Vesta si rifugiò nelle sue braccia; tremava.
S’avvicinava
sempre più il canto.
Non
da lontano ma dalle onde ora sgorgava e saliva su dal fondo, lento ma sempre
più vicino. E quando fu da presso, divenne più dolce ed intenerì gli amanti che
immobili ascoltavano, con gli occhi fissi sul mare.
E
non si accorsero che delle sirene erano alle spalle di Vesta.
Ad
un tratto la fanciulla fu stretta da catene ed uno strappo forte la fece cadere
In acqua mentre il giovano, come pietrificato, guardava il gorgo che brevemente
ribolli sulla testa dell’amata. Poi si riscosse e si tuffò quasi a raggiungere
il fondo.
Sghignazzava
ora il canto lontanando e Pizzimunno lo seguiva a nuoto nella speranza di
raggiungere Vesta.
Poi
si sentì sfinito ed ogni movimento gli fu impossibile.
L’alba
che segui vide sulla riva quella roccia alta e bianca che a voi è sembrata un
fantasma. Da quella notte Pizzimunno non è più apparso nella rada.
Vesta
fu trascinata lontano, negli abissi marini. E i suoi occhi lucenti di pianto,
videro un regno fiabesco, antri splendenti che si susseguivano all’infinito con
volte frastagliate di madreperla, dei quali un mare turchino e trasparente
formava il pavimento. E da quel pavimento le sirene uscivano a mezzo busto,
bellissime nel volto e con negli occhi un odio terrificante. E beffavano Vesta,
la bella del mondo, e la invitavano ad invocare il suo Pizzimunno perché
venisse a riprenderla.
Poi
Vesta senti che i piedi le diventavano di ghiaccio E il ghiaccio salì pian
piano su fino al capo; ed al posto di quella fanciulla bella come il sole, la
più bella che mai abbia visto il Promontorio, si formò una stele di corallo
rosa intorno alla quale le sirene sarabandarono.
Si
fermò ancora il marinaio nel suo dire.
La
mia compagna emise un profondo sospiro come a liberare il cuore da un incubo; e
con le mani strinse forte il mio braccio perché temeva le sirene in quel buio
che il racconto del barcaiuolo rendeva più misterioso.
E il
marinaio riprese:
Nessuno
sa con precisione dove sia il regno fiabesco delle sirene negli abissi del
mare. Tutti però dicono che si trova fra le Tremiti e la costa garganica. E la
stele di corallo rosa in cui Vesta è trasformata,  dal suo apice goccia sempre lacrime mentre una
catena di cento maglie la tiene assicurata ad una grande colonna che sorregge
la volta. Le lacrime cadono come perle fosforescenti sull’acqua azzurra che
circonda la stele rosa e si ammucchiano alla sua base cerne a formare il
piedistallo Ma se una sirena le tocca, si liquefanno e tornano stille di acqua
nell’acqua
Ed
anche la stele di corallo ridiventa Vesta e il faraglione ridiventa Pizzimunno
se una sirena li accarezza.
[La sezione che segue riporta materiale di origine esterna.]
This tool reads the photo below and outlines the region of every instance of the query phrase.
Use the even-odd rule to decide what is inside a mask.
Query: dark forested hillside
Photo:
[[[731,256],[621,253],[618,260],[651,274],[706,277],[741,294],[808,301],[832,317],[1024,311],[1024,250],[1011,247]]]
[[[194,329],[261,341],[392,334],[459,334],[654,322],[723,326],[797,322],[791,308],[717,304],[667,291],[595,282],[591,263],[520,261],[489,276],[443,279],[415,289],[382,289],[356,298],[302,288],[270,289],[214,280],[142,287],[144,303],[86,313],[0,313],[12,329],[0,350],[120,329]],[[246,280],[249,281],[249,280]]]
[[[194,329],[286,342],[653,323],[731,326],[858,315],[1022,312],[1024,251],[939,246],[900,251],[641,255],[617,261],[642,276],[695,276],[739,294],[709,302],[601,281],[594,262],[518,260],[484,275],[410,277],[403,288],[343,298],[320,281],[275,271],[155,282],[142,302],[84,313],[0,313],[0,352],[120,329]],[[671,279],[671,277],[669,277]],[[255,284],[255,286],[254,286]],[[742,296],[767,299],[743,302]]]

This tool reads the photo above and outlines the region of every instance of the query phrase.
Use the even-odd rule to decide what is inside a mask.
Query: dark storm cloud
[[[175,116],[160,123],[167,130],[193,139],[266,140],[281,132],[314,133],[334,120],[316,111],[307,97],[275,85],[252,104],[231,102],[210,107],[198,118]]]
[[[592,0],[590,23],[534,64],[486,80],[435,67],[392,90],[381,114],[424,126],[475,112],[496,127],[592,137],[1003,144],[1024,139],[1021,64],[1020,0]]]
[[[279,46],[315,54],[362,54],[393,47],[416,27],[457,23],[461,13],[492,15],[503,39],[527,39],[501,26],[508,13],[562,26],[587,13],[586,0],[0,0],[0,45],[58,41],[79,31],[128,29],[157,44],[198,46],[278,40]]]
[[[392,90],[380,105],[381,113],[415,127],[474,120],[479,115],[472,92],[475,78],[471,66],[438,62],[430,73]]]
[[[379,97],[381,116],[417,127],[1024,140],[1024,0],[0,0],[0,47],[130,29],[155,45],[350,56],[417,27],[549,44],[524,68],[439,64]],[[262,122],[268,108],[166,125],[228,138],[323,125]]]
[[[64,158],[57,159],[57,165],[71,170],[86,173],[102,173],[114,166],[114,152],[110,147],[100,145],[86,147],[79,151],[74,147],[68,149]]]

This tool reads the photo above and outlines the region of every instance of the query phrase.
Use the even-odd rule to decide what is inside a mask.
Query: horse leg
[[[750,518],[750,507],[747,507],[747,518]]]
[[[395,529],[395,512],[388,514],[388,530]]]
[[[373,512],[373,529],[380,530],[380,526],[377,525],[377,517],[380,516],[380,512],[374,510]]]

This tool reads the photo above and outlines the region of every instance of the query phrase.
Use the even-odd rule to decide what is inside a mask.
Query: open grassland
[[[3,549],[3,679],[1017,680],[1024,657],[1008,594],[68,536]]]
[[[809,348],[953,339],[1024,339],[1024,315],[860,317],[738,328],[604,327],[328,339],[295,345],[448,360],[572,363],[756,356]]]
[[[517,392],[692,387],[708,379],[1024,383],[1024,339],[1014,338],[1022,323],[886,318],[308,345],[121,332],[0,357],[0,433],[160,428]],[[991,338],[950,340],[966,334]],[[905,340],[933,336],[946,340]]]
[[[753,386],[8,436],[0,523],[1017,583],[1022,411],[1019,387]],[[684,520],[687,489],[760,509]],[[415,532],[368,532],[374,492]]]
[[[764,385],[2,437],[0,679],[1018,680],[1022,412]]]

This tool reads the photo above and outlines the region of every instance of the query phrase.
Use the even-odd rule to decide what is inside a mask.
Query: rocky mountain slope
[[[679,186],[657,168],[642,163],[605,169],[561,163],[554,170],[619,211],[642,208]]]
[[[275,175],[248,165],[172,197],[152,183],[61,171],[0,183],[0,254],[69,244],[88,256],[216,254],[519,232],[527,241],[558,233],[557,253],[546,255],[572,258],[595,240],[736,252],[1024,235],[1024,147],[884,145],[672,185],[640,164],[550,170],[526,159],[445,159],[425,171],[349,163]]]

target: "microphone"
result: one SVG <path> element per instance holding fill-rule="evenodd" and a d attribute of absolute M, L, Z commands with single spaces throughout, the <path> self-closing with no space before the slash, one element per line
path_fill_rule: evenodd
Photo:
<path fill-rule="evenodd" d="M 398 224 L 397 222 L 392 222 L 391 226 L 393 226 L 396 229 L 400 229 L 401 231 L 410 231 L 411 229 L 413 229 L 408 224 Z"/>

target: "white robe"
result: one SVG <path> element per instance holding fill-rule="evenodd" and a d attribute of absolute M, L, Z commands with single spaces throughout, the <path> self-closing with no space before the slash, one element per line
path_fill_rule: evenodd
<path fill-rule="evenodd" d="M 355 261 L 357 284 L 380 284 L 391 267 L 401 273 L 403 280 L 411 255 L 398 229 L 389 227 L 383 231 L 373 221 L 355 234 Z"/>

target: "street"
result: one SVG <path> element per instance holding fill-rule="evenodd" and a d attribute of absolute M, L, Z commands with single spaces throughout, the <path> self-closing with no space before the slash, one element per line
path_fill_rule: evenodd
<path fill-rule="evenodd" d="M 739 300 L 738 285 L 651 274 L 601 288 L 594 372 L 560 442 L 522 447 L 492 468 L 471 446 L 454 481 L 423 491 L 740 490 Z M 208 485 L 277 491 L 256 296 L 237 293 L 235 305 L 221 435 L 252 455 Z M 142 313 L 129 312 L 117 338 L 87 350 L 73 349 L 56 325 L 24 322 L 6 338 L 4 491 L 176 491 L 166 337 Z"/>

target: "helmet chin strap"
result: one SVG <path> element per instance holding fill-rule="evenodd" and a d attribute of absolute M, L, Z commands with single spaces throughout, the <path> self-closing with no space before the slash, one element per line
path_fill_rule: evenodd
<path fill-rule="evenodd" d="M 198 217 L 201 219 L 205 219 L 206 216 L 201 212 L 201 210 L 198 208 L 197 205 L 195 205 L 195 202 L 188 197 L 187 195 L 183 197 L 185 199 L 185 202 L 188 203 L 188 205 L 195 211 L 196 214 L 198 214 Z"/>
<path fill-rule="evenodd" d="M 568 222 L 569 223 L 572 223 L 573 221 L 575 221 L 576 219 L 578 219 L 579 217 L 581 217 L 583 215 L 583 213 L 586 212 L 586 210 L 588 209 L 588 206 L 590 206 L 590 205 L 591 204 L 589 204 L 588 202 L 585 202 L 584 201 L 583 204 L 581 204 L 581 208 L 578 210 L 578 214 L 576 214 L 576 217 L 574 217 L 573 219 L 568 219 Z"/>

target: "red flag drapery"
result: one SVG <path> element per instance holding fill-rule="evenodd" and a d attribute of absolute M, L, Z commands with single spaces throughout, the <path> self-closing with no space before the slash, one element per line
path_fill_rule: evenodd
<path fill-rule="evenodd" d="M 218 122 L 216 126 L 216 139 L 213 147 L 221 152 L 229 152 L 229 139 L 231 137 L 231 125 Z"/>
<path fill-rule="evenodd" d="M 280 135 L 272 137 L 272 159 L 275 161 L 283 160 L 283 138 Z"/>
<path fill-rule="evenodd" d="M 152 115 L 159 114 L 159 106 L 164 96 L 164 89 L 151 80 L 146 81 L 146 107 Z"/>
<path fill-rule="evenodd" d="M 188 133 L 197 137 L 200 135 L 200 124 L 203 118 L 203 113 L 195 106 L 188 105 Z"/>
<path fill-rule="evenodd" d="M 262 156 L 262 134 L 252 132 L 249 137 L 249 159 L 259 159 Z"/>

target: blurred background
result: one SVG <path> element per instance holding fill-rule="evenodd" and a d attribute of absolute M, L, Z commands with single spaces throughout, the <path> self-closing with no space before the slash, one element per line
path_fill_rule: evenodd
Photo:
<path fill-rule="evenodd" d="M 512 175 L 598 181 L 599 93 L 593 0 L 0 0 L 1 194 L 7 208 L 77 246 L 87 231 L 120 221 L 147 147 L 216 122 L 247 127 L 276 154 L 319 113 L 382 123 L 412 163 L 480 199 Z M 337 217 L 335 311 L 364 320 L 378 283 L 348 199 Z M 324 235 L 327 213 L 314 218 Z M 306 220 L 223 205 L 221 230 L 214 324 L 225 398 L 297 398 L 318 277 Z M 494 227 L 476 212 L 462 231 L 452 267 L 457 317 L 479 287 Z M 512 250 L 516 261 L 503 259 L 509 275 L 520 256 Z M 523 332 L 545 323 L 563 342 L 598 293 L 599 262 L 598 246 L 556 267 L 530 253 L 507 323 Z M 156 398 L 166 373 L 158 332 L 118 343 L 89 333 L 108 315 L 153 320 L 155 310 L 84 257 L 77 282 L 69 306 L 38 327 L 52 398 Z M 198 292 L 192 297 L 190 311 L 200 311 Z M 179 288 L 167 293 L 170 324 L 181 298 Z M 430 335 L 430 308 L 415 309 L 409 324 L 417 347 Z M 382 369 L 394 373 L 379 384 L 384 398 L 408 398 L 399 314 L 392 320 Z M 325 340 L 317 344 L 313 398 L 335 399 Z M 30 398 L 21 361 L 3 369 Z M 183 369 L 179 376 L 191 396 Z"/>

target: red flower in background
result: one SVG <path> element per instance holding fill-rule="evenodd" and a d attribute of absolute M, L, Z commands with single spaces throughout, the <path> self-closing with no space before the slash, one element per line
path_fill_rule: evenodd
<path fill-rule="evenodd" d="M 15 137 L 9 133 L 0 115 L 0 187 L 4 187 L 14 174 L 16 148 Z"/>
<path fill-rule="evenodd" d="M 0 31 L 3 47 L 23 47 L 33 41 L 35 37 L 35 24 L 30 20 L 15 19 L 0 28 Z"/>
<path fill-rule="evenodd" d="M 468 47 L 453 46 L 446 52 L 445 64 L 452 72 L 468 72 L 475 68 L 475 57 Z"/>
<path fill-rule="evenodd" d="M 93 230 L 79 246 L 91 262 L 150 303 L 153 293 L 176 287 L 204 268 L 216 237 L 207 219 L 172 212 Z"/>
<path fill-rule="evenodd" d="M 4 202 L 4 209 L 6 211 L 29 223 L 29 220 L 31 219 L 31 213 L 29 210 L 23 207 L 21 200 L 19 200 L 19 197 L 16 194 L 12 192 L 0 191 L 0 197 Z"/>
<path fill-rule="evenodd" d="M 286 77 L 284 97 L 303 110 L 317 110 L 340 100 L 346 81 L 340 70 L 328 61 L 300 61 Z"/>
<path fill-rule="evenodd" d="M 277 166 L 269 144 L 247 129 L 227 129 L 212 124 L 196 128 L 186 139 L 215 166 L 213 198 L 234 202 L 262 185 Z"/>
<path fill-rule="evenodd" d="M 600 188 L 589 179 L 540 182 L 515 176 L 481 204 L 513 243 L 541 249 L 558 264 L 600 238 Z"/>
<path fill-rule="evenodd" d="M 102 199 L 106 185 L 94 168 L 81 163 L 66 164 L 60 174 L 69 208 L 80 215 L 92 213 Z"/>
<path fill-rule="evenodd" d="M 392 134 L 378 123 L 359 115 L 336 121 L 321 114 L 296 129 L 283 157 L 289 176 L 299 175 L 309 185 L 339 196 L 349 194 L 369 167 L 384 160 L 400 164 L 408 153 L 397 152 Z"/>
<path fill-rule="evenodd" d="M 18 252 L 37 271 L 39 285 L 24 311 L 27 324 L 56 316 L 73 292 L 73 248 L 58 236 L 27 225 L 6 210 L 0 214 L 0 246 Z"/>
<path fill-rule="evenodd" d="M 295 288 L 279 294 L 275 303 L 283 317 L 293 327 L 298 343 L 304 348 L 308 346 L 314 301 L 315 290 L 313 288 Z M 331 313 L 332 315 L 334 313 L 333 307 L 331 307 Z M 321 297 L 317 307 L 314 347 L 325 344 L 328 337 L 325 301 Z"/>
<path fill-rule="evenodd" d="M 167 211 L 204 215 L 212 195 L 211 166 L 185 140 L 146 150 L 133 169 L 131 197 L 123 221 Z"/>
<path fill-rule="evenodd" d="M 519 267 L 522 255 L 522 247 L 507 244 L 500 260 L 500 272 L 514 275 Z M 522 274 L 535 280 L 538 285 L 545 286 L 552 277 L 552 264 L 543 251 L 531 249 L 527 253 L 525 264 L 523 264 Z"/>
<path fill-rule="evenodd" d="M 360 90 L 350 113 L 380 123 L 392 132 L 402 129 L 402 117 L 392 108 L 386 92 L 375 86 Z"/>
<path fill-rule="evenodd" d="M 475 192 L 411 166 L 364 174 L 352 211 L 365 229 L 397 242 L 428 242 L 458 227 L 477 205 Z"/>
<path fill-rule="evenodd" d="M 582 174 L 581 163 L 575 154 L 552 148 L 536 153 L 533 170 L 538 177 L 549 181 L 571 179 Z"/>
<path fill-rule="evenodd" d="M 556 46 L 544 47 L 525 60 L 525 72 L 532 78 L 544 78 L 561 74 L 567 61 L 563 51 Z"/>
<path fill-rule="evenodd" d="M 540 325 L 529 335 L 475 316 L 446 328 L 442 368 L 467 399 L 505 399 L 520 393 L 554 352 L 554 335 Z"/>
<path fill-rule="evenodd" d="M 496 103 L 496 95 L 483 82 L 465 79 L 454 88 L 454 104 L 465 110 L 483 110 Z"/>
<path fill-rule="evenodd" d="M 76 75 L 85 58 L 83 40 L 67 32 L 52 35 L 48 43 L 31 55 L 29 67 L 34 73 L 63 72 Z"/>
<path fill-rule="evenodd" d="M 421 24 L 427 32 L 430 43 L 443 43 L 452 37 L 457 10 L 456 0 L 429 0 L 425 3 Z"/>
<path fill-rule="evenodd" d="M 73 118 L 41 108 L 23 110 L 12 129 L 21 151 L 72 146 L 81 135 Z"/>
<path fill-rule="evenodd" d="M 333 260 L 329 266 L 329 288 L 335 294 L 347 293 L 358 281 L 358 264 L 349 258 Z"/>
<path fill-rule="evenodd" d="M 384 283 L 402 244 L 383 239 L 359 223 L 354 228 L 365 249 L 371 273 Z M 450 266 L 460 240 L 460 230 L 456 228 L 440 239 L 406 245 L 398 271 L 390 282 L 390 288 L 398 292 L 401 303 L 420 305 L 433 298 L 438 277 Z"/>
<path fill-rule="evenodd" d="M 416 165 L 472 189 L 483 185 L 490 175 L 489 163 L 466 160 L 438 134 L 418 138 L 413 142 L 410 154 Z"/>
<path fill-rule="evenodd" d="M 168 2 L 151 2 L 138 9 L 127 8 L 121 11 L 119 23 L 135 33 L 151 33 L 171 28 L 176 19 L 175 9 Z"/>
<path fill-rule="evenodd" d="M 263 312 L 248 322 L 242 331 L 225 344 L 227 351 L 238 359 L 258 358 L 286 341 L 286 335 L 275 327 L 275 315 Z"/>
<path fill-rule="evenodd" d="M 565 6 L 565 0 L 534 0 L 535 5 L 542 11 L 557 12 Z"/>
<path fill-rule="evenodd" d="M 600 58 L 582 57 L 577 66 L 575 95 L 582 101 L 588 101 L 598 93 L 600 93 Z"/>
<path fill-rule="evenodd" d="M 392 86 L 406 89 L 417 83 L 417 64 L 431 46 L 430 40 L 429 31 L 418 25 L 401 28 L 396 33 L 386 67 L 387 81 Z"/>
E non vi è pianto più accorato di quello dei due
amanti quando riprendono spoglie umane.
Da
questo pianto le perfide sirene sono state impietosite ed hanno deciso di far
rivedere gli amanti ogni cento anni, su quello stesso scoglio dove vissero
l’ultima notte d’amore. Ma è pietà la loro o una più grande perfidia se
l’attesa di un secolo non è che un tormento senza fine per le anime di quei
corpi irrigiditi? Perché neanche le anime possono ricongiungersi avendole, l’incantesimo,
per l’eternità legate alla materia.
Così
ogni cento anni Vesta e Pizzimunno si ritrovano sullo scoglio piatto che chiude
la rada ed è folle la loro gioia in quella notte che trascorrono insieme
Ma
nessuno riesce a fuggire verso la terra dove le sirene non potrebbero
raggiungerli. La catena dalle cento maglie si tende e il mare inghiotte di
nuovo Vesta mentre Pizzimunno guarda ancora come inebetito il gorgo che ribolle
Poi comincia a nuotare seguendo il canto delle sirene e si rinnova l’incanto
sulla riva che ci è vicina; lì si riforma il faraglione, gigantesco fantasma di
pietra bianca
E
che questo accada, lo hanno assicurato vecchi pescatori i quali inutilmente in
una notte hanno cercato il faraglione senza trovarlo. Eppure conoscono la riva
palmo a palmo.
Ma
nessuno riesce a ricordare la data in cui l’incantesimo di Pizzimunno
s’interrompe. Si sa solo che la notte è buia, con poche stelle, nella calma più
assoluta del mare.
– Potrebbe
anche essere questa notte, disse la mia compagna.
– Si
potrebbe essere, rispose il pescatore
E
con un remo spinse sul fondo per disincagliare la paranza dalla sabbia fine in
cui la chiglia si era arenata.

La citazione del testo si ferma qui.